27 ottobre 2008

Odyssée Parisienne - Parte 3

3-
Ce la facciamo, ma al pelo.
Già, perché gli unici i due contatti che abbiamo a Parigi, il cugino di Max e un mio amico, sono entrambi irreperibili e quel che è peggio i nostri cellulari hanno le batterie quasi a terra... Usiamo la tattica della chiamata ad intervalli casuali e alternati, cioé chiamiamo un po 'alla carlona quando capita e alla fine rintracciamo il sospirato cugino.
Altra menzione d'onore per la sua decisione di ospitarci, cosa che risolve parecchi problemi logistici, senonché le indicazioni per ragiungerlo hanno del surreale. Nulla da eccepire sulla persona, sull'ospitalità, sul prodigarsi per noi... però diamine, sentire una persona pacata al limite del sonno spiegarti dove devi andare quando hai pochi secondi di batteria a disposizione, ha dello snervante.
"Eurm... potete prendere la undiciiiii... uhm... si maaaa anche la quattoooordiciiiii va bene... ehm... pooooi magari passaaaate per laa..."
"Si ho capito, tu dimmi DOVE DEVO ANDARE che poi mi arrangio io!"
"Ehm... allooooora facciaaaaamo così... voi prendeeete la uuundiiici..."
"La fermata, dimmi LA FERMATA dove devo SCENDERE!!!"
"uhm... siii... allora... vediaaamo..."

...
(crisi nervosa)
...
Montparnasse, dobbiamo andare a Montparnasse. Così va meglio.
A P.te Maillot, arrivo del pullman di trasferimento, è ormai notte ed è con un certo sconforto che guardo ancora il posto da cui mi ero appena allontanato.
L'unico momento di quasi panico, di abbattimento è stato quell'istante a P.te Maillot, un senso di "ma come, sono ancora qui?!?" accentuato dal sonnecchiante ed eterno viaggio in autobus appena trascorso. Autobus grigi, asfalto grigio, il Palais des Congrés grigio e un po' di grigio in testa, giusto un po' di quello che va scrollato via con una buona dormita o un caffé rinforzato...
Ma è solo un attimo e non c'è tempo! Valigie in spalla siamo in metropolitana, a prendere una delle ultime corse verso la meta di questa sera... E dopo quasi un quarto d'ora di attesa arriva il sospirato convoglio: finalmente tranquilli ci lasciamo cullare dagli scossoni sulle rotaie riflettendo su come la metro sia stata un po' il tema della vacanza, nel bene e nel male.
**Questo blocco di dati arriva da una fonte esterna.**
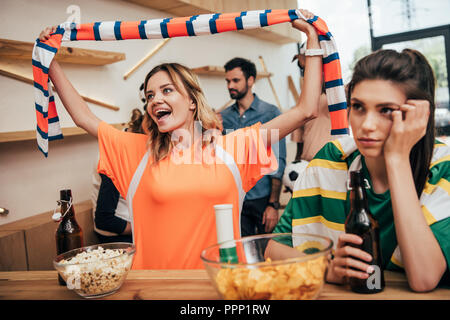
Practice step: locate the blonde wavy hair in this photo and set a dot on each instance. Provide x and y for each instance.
(182, 77)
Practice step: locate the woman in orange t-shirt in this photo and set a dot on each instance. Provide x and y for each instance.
(173, 176)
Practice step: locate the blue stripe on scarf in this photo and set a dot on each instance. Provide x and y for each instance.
(40, 109)
(141, 28)
(330, 58)
(263, 18)
(337, 106)
(163, 26)
(238, 21)
(39, 65)
(38, 86)
(117, 33)
(45, 46)
(52, 120)
(292, 15)
(212, 23)
(73, 34)
(190, 26)
(314, 19)
(41, 133)
(334, 83)
(97, 32)
(339, 131)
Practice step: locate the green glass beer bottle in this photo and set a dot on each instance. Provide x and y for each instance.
(69, 234)
(361, 222)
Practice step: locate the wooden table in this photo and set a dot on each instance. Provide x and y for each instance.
(182, 285)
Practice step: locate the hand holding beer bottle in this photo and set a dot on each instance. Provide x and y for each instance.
(358, 254)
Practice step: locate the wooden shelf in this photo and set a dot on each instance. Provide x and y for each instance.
(26, 135)
(282, 33)
(220, 71)
(20, 50)
(20, 70)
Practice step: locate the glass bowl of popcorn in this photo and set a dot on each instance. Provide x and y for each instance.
(96, 271)
(278, 266)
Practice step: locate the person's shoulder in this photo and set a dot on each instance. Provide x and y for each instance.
(440, 161)
(339, 150)
(267, 107)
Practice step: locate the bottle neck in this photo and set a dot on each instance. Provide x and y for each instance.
(67, 209)
(358, 197)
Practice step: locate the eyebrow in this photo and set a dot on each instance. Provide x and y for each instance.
(379, 105)
(162, 86)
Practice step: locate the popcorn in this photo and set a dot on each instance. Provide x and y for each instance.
(294, 281)
(97, 271)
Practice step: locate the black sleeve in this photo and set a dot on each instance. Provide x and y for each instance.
(108, 198)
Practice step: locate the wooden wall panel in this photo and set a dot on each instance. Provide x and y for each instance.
(38, 235)
(13, 255)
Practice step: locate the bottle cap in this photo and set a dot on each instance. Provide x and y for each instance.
(65, 194)
(56, 216)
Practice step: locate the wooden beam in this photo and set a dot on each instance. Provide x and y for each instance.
(220, 71)
(21, 50)
(31, 134)
(148, 56)
(280, 33)
(9, 69)
(270, 83)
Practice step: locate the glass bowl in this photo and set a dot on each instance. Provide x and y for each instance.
(278, 266)
(96, 271)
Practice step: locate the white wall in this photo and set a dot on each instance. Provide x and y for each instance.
(30, 183)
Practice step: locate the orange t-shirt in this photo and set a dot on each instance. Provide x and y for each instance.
(173, 212)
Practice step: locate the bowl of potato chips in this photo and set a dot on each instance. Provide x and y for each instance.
(278, 266)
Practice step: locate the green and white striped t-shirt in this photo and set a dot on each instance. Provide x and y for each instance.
(321, 202)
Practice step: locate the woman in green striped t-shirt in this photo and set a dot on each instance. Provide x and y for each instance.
(391, 99)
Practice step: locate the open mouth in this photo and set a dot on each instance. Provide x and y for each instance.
(160, 114)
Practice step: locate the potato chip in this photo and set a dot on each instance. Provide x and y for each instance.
(293, 281)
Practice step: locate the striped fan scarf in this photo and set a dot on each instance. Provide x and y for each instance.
(48, 126)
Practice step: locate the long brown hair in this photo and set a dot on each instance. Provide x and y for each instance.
(411, 71)
(182, 77)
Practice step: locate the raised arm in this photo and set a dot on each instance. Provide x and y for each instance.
(307, 106)
(422, 255)
(71, 99)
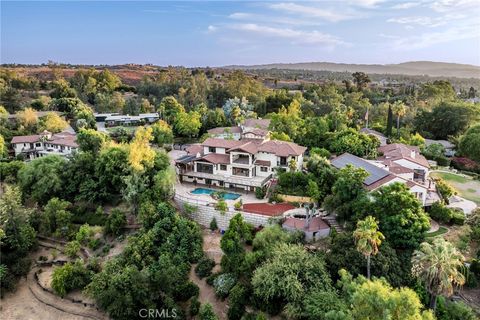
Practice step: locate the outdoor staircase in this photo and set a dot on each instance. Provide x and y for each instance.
(332, 222)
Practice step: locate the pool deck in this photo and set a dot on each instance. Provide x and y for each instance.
(184, 190)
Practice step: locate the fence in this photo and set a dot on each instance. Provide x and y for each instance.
(205, 211)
Il bilocale del cugino è piccolo ma accogliente, arredato con gusto e attrezzato di tutto punto; l'unico posto letto in più è, di diritto, di Max e su questo sono irremovibile: peraltro sono talmente stanco che non avrò problemi a sonnecchiare per terra...
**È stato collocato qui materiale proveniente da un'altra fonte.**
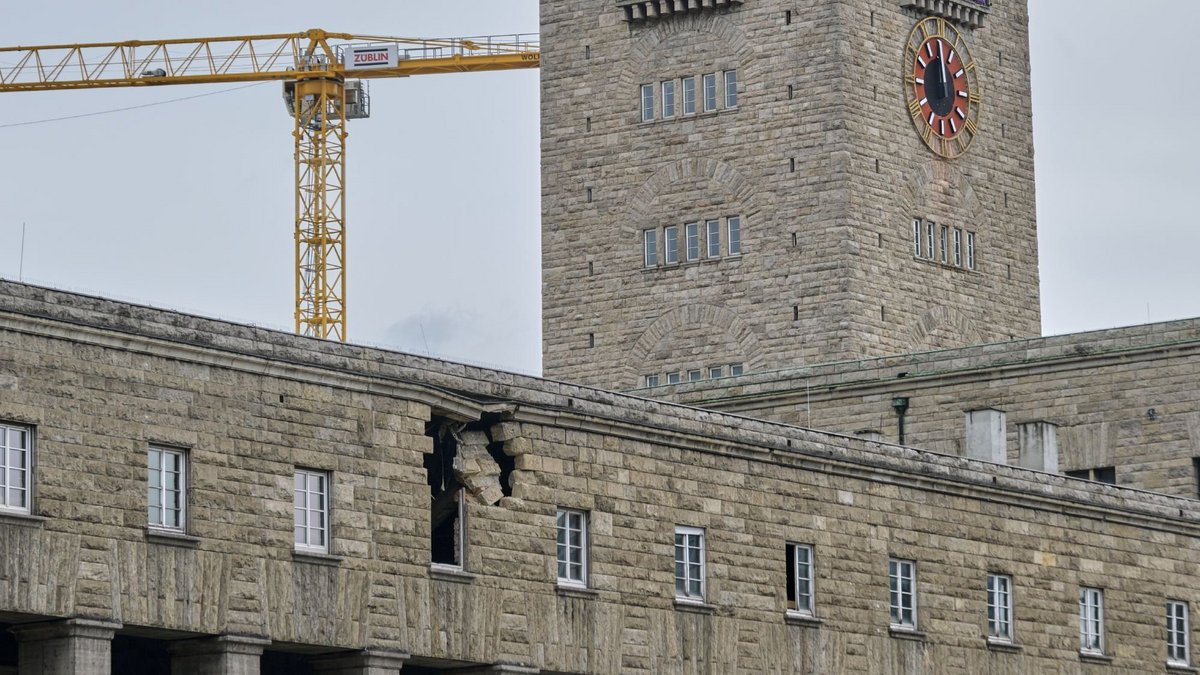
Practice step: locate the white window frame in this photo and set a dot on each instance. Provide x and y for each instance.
(1179, 633)
(691, 249)
(651, 248)
(709, 83)
(316, 536)
(669, 102)
(157, 493)
(733, 234)
(713, 238)
(801, 575)
(16, 441)
(671, 244)
(901, 602)
(1091, 620)
(690, 586)
(1000, 607)
(571, 554)
(647, 100)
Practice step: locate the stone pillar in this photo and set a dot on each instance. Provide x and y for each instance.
(985, 436)
(371, 662)
(225, 655)
(76, 646)
(1039, 446)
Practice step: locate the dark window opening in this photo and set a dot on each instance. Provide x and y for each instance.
(445, 494)
(1102, 475)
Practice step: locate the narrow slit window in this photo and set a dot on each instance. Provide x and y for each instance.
(735, 232)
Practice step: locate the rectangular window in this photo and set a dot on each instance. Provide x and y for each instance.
(669, 99)
(689, 563)
(689, 95)
(167, 487)
(671, 244)
(16, 451)
(709, 93)
(1177, 643)
(651, 248)
(647, 102)
(1091, 620)
(573, 548)
(903, 592)
(799, 578)
(693, 233)
(1000, 607)
(714, 238)
(312, 511)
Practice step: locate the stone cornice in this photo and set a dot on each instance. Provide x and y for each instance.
(472, 392)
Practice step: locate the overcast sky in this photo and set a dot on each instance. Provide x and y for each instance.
(189, 204)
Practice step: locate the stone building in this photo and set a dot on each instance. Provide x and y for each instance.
(185, 495)
(743, 184)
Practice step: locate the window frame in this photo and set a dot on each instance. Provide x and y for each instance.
(582, 548)
(669, 99)
(897, 595)
(795, 578)
(671, 244)
(181, 455)
(713, 238)
(325, 511)
(647, 102)
(691, 236)
(687, 595)
(1175, 633)
(6, 469)
(709, 84)
(733, 236)
(1000, 599)
(688, 88)
(651, 248)
(1091, 615)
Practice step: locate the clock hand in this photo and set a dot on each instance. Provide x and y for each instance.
(941, 59)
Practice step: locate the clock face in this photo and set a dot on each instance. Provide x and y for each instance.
(941, 87)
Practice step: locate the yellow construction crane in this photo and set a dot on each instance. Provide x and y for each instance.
(313, 67)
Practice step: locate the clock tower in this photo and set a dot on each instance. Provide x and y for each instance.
(744, 185)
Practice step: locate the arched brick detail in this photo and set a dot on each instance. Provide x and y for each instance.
(719, 318)
(714, 175)
(641, 64)
(948, 320)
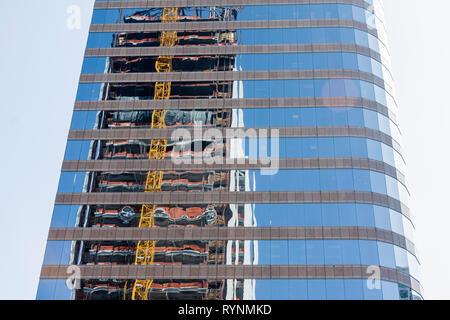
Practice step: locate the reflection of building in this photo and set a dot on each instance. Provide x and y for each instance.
(140, 226)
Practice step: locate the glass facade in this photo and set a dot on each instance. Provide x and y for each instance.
(234, 152)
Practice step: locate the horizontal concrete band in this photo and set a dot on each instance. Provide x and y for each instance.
(238, 164)
(232, 76)
(229, 50)
(238, 233)
(232, 25)
(138, 4)
(221, 272)
(275, 132)
(201, 104)
(225, 197)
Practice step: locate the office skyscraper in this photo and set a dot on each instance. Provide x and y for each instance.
(233, 149)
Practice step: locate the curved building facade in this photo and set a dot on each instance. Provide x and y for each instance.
(247, 150)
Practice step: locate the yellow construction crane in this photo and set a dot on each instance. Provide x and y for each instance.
(145, 251)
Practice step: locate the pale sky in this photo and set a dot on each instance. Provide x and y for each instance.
(41, 65)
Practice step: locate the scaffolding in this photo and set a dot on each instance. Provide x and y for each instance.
(145, 251)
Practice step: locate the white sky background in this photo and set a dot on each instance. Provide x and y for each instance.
(40, 67)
Da quel momento in poi sembra tutto in discesa: la mattina successiva, un po' indolenzito, chiamo la SNCF e prenoto due biglietti per il primo TGV utile, ovviamente a nome del mio compagno di viaggio, senza troppi problemi; anche l''orario di partenza, fissato per il primissimo pomeriggio, sembra favorire tutti i nostri piani.
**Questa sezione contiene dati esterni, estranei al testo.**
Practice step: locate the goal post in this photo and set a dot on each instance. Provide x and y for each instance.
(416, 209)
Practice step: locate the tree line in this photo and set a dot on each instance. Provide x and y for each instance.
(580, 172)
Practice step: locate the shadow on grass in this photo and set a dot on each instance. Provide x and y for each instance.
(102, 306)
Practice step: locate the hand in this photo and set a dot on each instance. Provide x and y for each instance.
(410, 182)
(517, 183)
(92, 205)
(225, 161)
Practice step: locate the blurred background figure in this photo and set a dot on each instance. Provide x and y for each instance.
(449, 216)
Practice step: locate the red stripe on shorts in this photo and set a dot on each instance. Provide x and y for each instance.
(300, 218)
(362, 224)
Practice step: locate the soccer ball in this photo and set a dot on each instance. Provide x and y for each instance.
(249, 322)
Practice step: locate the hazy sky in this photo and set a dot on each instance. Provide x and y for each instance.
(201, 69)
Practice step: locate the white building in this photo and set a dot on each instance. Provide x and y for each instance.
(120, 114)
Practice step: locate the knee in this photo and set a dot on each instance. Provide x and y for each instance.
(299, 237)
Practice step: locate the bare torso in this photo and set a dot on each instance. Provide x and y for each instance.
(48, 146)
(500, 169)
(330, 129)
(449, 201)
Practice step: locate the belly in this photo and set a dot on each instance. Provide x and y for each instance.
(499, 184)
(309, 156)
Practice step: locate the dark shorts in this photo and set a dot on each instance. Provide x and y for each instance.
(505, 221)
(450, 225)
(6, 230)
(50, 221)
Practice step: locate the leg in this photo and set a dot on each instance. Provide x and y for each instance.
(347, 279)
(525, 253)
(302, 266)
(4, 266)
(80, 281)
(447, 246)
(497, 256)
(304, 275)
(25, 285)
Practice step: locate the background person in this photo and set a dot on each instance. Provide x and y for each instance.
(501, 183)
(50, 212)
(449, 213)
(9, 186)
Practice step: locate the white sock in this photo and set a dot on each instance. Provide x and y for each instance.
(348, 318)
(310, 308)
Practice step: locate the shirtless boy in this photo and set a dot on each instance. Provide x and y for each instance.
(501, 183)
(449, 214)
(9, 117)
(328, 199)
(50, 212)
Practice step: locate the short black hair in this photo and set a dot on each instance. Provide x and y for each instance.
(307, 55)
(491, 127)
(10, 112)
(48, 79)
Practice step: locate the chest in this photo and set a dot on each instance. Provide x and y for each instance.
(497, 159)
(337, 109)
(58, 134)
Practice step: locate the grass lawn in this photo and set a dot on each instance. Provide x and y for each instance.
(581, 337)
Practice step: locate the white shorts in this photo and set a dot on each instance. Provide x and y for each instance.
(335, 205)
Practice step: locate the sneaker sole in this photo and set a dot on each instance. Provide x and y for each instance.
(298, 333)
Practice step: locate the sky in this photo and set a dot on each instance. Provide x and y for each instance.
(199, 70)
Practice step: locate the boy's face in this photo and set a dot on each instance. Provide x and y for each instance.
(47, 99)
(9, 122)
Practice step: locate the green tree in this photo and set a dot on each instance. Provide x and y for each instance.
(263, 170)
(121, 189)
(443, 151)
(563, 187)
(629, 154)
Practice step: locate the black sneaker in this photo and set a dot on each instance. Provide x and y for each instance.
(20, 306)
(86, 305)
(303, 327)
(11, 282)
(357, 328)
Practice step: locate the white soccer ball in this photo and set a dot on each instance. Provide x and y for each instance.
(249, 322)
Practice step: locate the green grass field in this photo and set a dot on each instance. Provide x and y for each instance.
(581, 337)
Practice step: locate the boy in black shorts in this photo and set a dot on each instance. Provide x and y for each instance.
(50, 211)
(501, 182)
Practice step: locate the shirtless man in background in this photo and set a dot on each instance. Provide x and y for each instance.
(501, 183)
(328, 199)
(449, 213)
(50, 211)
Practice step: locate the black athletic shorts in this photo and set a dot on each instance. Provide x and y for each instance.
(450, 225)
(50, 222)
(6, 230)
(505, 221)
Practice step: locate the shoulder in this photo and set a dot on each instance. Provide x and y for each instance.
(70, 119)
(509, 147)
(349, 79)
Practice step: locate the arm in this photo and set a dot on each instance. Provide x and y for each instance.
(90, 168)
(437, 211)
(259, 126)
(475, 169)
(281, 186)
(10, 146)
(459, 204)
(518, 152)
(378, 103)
E infine, un'oretta prima della partenza siamo alla Gare de Lyon, dove osserviamo i curiosi standard francesi sulle norme di sicurezza (la putrella appesa in modo creativo sulla testa dei passeggeri della scala mobile è un tantino inquietante) e ci godiamo pan carré alle gocce di cioccolato, praticamente nostro unico sostentamento per tutta l'avventura.
Max ha un caratteristica peculiare: la chiamiamo "il colpo di genio degli ultimi 5 minuti" ed è una sorta di arma del giudizio universale, un po' come l'attacco solare o il cannone a onde moventi... una di quelle cose che in un istante può distruggere tutto il creato e che gli viene in mente immancabilmente allo scadere di qualcosa, nel momento in cui tutto il programma preventivato si sta per completare senza intoppi. Gli ultimi 5 minuti, di solito, o anche un po' prima.
"Vado a fare un giro" sentenzia per l'appunto un'oretta prima della partenza.
Lo aspetto.
Un quarto d'ora.
Lo aspetto.
Mezz'ora.
Lo aspetto.
Quaranta minuti.
Lo chiamo.
"Max, dove sei?"
"Ehm... mi sono un attimo perso... com'è che si chiamava la stazione?"
...
(crisi nervosa - reprise)
...
Panico di qualche minuto, non di più, poi tutto torna normale...
...E finalmente partiamo!
il TGV scivola sul binario, il tavolino pieghevole ospita le gocciole, la fotocamera e il giornale, gli altri sedili sono semivuoti... Non resta che rilassarsi.
Modane, ore 18:00
Un tiro di sputo prima della frontiera francese, il TGV si ferma e ci viene chiesto di scendere: problemi tecnici.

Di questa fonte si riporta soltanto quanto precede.